From bf7033f3ebf9315ccf9aba09a6e702c3a671fd8d Mon Sep 17 00:00:00 2001
From: Ginger Smith <vsmith@berkeley.edu>
Date: Mon, 5 Aug 2013 21:26:24 -0700
Subject: fixing formatting, style, and input

---
 .../scala/spark/mllib/util/MFDataGenerator.scala   | 73 +++++++++++-----------
 1 file changed, 37 insertions(+), 36 deletions(-)

(limited to 'mllib/src')
diff --git a/mllib/src/main/scala/spark/mllib/util/MFDataGenerator.scala b/mllib/src/main/scala/spark/mllib/util/MFDataGenerator.scala
index 1d2b5c89f0..88992cde0c 100644
--- a/mllib/src/main/scala/spark/mllib/util/MFDataGenerator.scala
+++ b/mllib/src/main/scala/spark/mllib/util/MFDataGenerator.scala
@@ -28,32 +28,32 @@ import spark.mllib.util.MLUtils
 * Generate RDD(s) containing data for Matrix Factorization.
 *
 * This method samples training entries according to the oversampling factor
-* 'tr_samp_fact', which is a multiplicative factor of the number of
+* 'trainSampFact', which is a multiplicative factor of the number of
 * degrees of freedom of the matrix: rank*(m+n-rank).
 * 
 * It optionally samples entries for a testing matrix using 
-* 'te_samp_fact', the percentage of the number of training entries 
+* 'testSampFact', the percentage of the number of training entries 
 * to use for testing.
 *
 * This method takes the following inputs:
-* 	sparkMaster 		 (String) The master URL.

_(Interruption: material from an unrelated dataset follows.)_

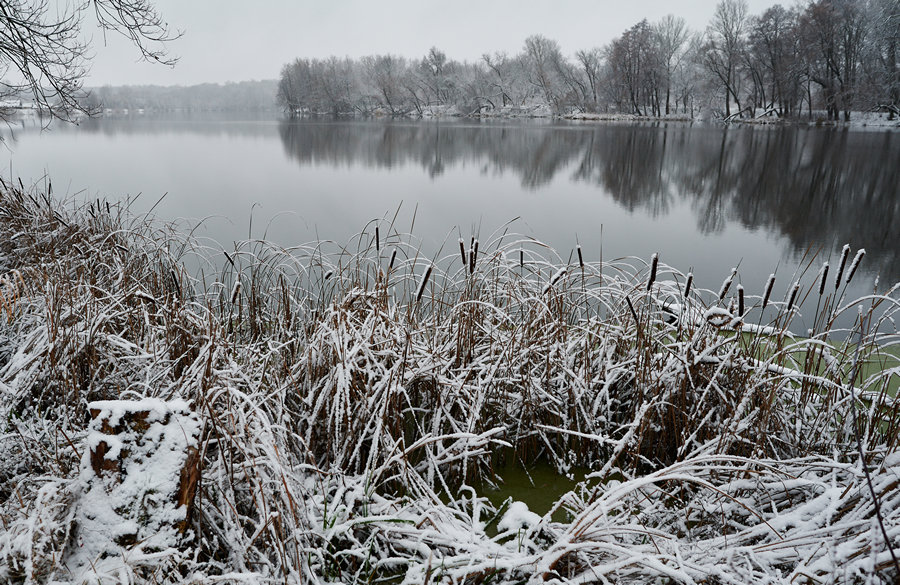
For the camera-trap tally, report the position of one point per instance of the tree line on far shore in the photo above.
(830, 57)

-* 	outputPath  		 (String) Directory to save output.
-* 	m 					 		 (Int) Number of rows in data matrix.
-* 	n 							 (Int) Number of columns in data matrix.
-* 	rank 					 (Int) Underlying rank of data matrix.
-* 	tr_samp_fact 	 (Double) Oversampling factor.
-* 	noise 					 (Boolean) Whether to add gaussian noise to training data.
-* 	sigma 					 (Double) Standard deviation of added gaussian noise.
-* 	test 					 (Boolean) Whether to create testing RDD.
-* 	te_samp_fact 	 (Double) Percentage of training data to use as test data.
+*   sparkMaster    (String) The master URL.
+*   outputPath     (String) Directory to save output.
+*   m              (Int) Number of rows in data matrix.
+*   n              (Int) Number of columns in data matrix.
+*   rank           (Int) Underlying rank of data matrix.
+*   trainSampFact  (Double) Oversampling factor.
+*   noise          (Boolean) Whether to add gaussian noise to training data.
+*   sigma          (Double) Standard deviation of added gaussian noise.
+*   test           (Boolean) Whether to create testing RDD.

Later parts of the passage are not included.